Жобин попросил посмотреть самодельные карты, которых он раньше никогда не видел.

— А картинки где? — Жобин повертел их в руках.

— А что и так не ясно? Вот видишь, ветка с листочками — это валет, две ветки — дама, а три — король!

Играть в карты было запрещено, как в тюрьме, так и в ИТЛ. Но поскольку урки не могли обойтись без карт, им приходилось изготовлять их самостоятельно. Для этого брали обычные газеты, и аккуратно разрезав их на прямоугольники, склеивали в несколько слоев картофельным крахмалом, который извлекали из баланды. Или клеем из протертого хлеба. Черную краску получали из резиновой подошвы обуви, пережигая ее в сажу. Красной краской чаще служила обычная кровь. Когда карты подсыхали, двумя цветами наносили обозначение мастей и достоинства.

Вертухаи просто измучивались, отбирая у блатных колоды карт. Отобрал, успокоился, ан нет, блатные опять играют, но уже другой колодой.

За игру в карты вообще был положен БУР или карцер, как за нарушение режима, но если бы все картежники туда попадали, то их пришлось бы сажать по предварительной очереди, которая выстроилась бы лет на десять вперед.

Я же, как говорят, с колодой родился. И за бороду крепко короля держал[166].

Мы сели играть. Жобин играл с Котькой. Наш Фан-Фаныч, который вдруг почувствовал себя уважаемым блатарем, играл увлеченно. Но где тонко, там и рвется…

— Очко! — радостно вскричал Жобин, выиграв кон.

— Понял тебя, на очко, значит, играешь следующую партию, — прошипел Котька Ростов и незаметно подмигнул мне.

— На какое очко? — Жобин посмотрел на Константина. Потом до него дошел смысл произнесенных им слов. — Я не играю на очко!

— Ты сам сказал "очко", — возразил Ростов. — Все слышали! У нас можно играть на все, что пожелаешь.

— Но я хотел сказать, что у меня двадцать одно!

— Ты тут подливу не гони[167], бычок обоссаный!
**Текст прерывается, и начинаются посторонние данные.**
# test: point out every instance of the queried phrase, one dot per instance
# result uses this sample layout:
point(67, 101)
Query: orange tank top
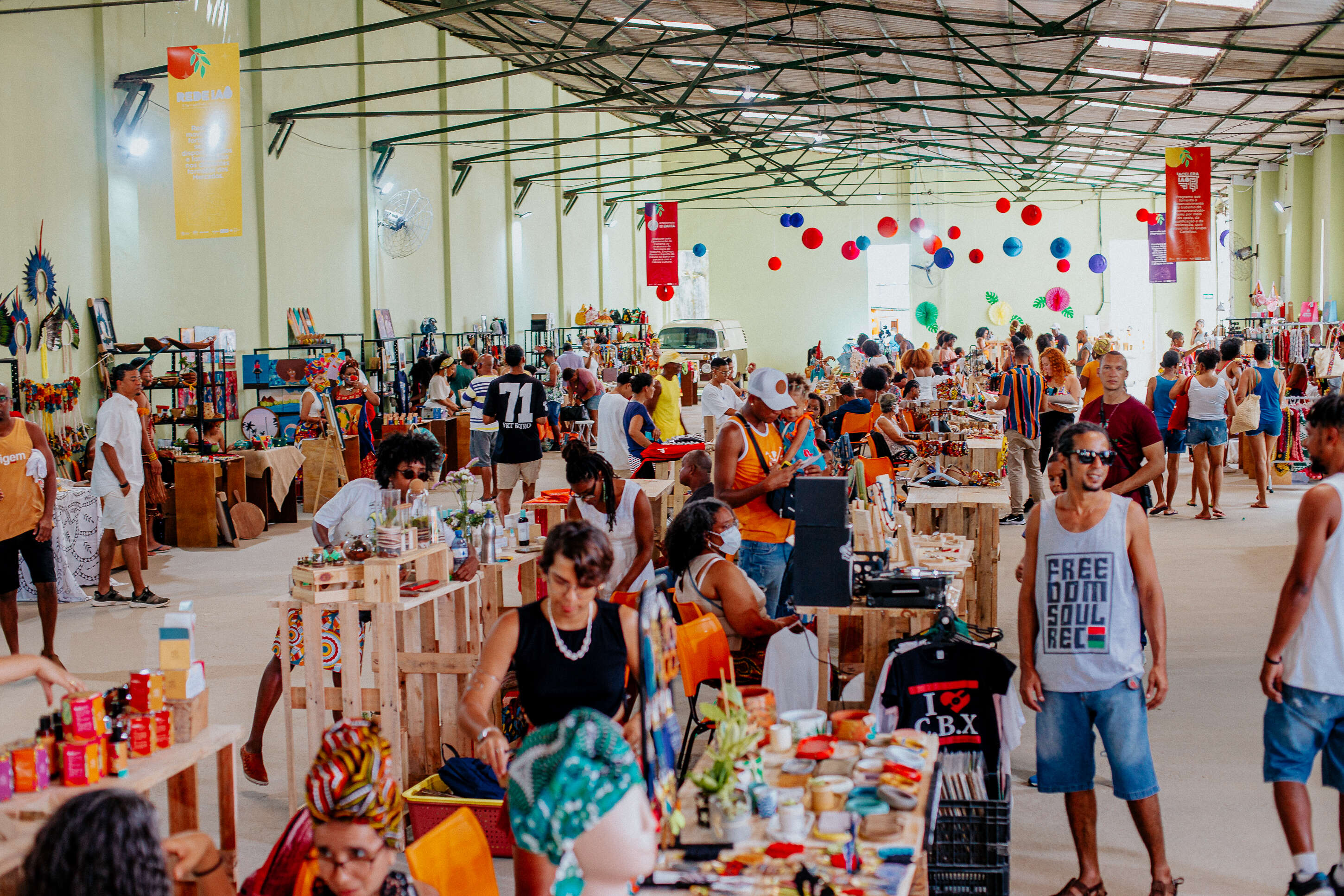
point(20, 508)
point(756, 519)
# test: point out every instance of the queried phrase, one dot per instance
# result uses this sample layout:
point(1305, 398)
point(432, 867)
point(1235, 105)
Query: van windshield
point(689, 339)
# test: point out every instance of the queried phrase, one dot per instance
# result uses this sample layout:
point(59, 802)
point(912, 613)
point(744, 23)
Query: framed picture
point(101, 311)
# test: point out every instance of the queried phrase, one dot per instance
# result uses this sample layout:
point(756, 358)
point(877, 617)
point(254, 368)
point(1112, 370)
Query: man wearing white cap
point(667, 397)
point(746, 468)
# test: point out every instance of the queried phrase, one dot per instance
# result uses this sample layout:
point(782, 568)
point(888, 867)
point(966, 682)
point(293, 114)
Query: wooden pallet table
point(23, 814)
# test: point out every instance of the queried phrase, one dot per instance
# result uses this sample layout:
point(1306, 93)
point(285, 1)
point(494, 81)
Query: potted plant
point(734, 738)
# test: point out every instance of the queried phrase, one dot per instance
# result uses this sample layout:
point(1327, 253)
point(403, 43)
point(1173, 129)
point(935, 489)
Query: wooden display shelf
point(23, 814)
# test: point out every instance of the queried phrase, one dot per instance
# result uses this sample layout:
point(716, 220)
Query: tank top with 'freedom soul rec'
point(1088, 604)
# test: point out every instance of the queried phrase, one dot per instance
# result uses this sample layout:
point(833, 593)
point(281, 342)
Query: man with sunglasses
point(1088, 574)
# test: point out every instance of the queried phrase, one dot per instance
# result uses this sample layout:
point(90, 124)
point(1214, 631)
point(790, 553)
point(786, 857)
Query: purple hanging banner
point(1159, 269)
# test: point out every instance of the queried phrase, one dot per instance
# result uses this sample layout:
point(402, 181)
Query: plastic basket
point(974, 833)
point(431, 802)
point(968, 882)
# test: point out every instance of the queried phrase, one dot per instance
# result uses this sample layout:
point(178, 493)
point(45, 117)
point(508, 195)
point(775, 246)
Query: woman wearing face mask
point(699, 539)
point(355, 407)
point(621, 509)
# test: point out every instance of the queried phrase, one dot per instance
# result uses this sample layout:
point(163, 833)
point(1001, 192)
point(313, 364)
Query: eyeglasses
point(1088, 456)
point(359, 863)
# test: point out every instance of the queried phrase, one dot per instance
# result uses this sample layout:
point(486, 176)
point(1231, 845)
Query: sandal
point(254, 769)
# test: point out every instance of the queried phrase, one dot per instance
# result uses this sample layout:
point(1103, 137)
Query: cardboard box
point(190, 717)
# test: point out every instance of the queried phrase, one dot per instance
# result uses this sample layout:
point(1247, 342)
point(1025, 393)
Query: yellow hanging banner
point(205, 121)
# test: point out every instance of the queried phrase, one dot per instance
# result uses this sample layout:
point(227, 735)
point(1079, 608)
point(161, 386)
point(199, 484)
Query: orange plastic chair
point(453, 858)
point(702, 651)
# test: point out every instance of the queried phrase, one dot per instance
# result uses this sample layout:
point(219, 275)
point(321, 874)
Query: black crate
point(968, 882)
point(974, 833)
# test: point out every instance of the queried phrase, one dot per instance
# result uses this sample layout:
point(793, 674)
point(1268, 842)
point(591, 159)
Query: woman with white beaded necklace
point(568, 651)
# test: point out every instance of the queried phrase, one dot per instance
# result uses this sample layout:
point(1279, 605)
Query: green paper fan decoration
point(926, 315)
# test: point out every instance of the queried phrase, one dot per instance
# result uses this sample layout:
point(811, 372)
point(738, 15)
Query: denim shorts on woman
point(1066, 746)
point(1307, 723)
point(1211, 432)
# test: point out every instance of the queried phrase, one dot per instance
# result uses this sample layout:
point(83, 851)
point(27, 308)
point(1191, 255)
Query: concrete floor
point(1221, 581)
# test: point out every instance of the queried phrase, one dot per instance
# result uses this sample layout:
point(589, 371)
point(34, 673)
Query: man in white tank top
point(1303, 674)
point(1089, 584)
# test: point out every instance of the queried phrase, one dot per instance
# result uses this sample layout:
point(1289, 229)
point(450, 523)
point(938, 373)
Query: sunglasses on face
point(1088, 456)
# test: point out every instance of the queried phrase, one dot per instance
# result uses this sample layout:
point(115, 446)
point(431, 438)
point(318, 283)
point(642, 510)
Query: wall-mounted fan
point(404, 222)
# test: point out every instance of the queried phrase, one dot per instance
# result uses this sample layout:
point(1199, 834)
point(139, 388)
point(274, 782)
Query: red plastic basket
point(431, 802)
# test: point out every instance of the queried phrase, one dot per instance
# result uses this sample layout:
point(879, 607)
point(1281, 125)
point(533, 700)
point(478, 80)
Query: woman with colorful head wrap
point(355, 807)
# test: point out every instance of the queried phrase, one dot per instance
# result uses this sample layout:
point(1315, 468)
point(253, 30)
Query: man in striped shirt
point(1021, 394)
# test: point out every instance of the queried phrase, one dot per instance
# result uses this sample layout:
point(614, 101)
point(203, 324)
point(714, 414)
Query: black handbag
point(784, 500)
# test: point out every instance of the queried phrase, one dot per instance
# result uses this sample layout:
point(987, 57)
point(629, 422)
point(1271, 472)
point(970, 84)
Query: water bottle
point(525, 530)
point(488, 533)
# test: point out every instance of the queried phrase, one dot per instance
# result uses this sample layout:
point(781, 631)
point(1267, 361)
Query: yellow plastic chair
point(453, 858)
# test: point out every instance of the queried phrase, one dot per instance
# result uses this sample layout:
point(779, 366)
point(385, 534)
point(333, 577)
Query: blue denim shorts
point(1307, 723)
point(1211, 432)
point(1066, 751)
point(1174, 441)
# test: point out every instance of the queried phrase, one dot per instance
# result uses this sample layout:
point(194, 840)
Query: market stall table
point(74, 543)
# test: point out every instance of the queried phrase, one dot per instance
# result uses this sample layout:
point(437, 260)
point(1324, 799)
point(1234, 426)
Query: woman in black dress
point(569, 651)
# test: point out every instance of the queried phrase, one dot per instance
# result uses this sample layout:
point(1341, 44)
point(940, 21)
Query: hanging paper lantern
point(1057, 299)
point(926, 315)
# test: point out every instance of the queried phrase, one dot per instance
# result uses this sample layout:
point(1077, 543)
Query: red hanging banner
point(1189, 209)
point(660, 261)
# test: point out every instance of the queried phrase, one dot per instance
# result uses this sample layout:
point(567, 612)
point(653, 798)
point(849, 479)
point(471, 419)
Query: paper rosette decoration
point(926, 315)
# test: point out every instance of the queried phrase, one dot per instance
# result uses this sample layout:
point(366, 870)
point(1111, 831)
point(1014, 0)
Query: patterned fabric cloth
point(353, 780)
point(564, 778)
point(331, 640)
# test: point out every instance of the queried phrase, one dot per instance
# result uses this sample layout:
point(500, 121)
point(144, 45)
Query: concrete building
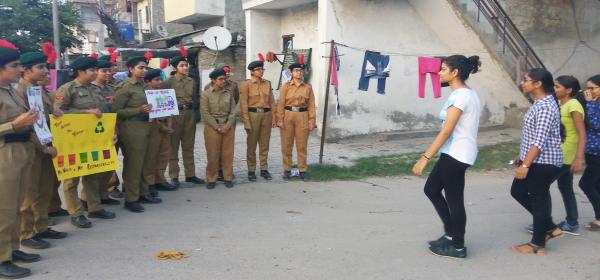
point(404, 29)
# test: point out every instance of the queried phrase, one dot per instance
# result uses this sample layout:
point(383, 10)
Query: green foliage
point(28, 23)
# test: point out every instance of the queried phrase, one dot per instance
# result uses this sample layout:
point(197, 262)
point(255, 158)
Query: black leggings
point(448, 174)
point(533, 193)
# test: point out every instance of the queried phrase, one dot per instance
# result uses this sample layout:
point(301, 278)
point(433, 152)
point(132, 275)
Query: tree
point(28, 23)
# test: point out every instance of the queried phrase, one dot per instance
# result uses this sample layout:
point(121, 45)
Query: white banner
point(34, 98)
point(163, 101)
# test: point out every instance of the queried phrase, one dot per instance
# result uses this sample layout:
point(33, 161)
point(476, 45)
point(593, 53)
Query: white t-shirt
point(462, 144)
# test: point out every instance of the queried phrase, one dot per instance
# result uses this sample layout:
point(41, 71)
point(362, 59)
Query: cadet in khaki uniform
point(258, 111)
point(34, 210)
point(138, 136)
point(184, 124)
point(296, 117)
point(81, 97)
point(16, 158)
point(165, 130)
point(218, 112)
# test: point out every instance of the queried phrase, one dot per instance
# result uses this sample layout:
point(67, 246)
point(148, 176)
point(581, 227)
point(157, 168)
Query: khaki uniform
point(16, 159)
point(41, 182)
point(139, 139)
point(218, 108)
point(255, 97)
point(293, 98)
point(184, 126)
point(75, 98)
Не знаю, что ты хотел сказать, — неумолимо продолжал гнуть свое Ростов. — Я тебя за язык не тянул.

А Белка тут же обратился к очкастому фашисту, сидевшему на соседней шконке и потребовал:

— Ты, фраер, слышал, как этот вор подснежный[168] произнес слово "очко"?

Тот обрадовался, что можно вступить в разговор и подтвердил:

— Слышал, — и тут же пользуясь, случаем, явно страдая от вынужденного камерного безделья, попросил: — У тебя случайно почитать, ничего нет?

— Почитать раньше надо было отца и мать иначе сюда бы не попал, — ответил нравоучительно Белка. Белка ничего и никогда не читал. И тут же повернулся к Жобину:

— Вот, другие тоже слышали, не отвертишься! Слово держать надо! Забыл с кем шпилять сел?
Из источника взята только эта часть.